A constant innovator, some of Toby’s most exciting work is when he pushes documentary into unexpected territory, from his D&AD winning music video ‘Paradise Circus’ for Massive Attack to trailblazing campaigns for some of the world’s biggest brands. His boldly progressive social experiment for Heineken, ‘Worlds Apart’, explored the tensions of our divisive socio-political landscape. With over 50 million views, it sparked a global conversation with heated commentary everywhere from the Washington Post to Good Morning America, Time and The Guardian. Just as unconventional is his approach to drama. For sci-fi short ‘Phobos’, conceived with Ridley Scott, Toby put his A-list cast of Michael Fassbender, Katherine Waterstone, Danny McBride and Billy Crudup, through genuine, emotionally grueling ‘fear tests’ (basically torturing his cast for real on camera), with the improvised results forming the film’s darkly compelling narrative.

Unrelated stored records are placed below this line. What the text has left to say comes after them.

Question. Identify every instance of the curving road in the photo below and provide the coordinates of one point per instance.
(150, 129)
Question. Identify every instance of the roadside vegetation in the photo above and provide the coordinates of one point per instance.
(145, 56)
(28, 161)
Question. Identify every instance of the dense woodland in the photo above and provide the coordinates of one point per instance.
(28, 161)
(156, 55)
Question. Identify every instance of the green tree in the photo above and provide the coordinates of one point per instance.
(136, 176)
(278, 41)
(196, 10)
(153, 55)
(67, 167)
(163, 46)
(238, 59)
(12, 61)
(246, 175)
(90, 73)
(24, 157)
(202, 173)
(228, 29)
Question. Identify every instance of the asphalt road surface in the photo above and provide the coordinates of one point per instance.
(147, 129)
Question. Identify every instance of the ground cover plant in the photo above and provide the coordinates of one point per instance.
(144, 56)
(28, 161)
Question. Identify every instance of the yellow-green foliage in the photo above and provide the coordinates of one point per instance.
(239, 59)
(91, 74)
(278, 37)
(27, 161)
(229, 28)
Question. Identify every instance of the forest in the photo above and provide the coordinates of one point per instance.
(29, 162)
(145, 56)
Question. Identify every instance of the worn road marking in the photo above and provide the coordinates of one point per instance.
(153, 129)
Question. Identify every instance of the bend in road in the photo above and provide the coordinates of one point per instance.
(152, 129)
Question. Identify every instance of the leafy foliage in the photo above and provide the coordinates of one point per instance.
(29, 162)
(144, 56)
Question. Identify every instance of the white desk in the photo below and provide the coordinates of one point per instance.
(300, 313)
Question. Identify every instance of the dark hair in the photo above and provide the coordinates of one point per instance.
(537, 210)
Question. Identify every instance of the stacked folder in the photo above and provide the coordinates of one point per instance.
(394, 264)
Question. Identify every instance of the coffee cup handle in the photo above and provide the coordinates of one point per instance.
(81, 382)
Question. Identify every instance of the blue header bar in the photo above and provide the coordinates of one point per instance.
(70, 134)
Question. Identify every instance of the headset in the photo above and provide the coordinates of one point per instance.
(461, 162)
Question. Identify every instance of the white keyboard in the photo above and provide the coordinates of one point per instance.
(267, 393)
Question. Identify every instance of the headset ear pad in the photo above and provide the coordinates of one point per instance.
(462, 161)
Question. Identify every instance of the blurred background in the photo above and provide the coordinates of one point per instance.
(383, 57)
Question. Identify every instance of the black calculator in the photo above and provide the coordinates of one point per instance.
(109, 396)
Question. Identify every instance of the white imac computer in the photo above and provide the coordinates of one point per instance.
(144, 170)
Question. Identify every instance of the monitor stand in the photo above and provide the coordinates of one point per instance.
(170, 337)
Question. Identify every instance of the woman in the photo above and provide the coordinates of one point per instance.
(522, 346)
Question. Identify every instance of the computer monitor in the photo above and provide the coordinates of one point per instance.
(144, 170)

Toby is continuing his work in the gallery space with a project called Instability, a combination art installation/music video for the band UNKLE, premiering on the Outernet’s massive 8k screens in 2023. This request came to him following the success of his 360-degree film installation, The Corridor, which was described by The Daily Telegraph as “At once mind boggling, funny and mildly disturbing.” It is a fitting summation for the best of Dye’s work.

Toby lives in London in a state of constant, but good natured, mild frustration.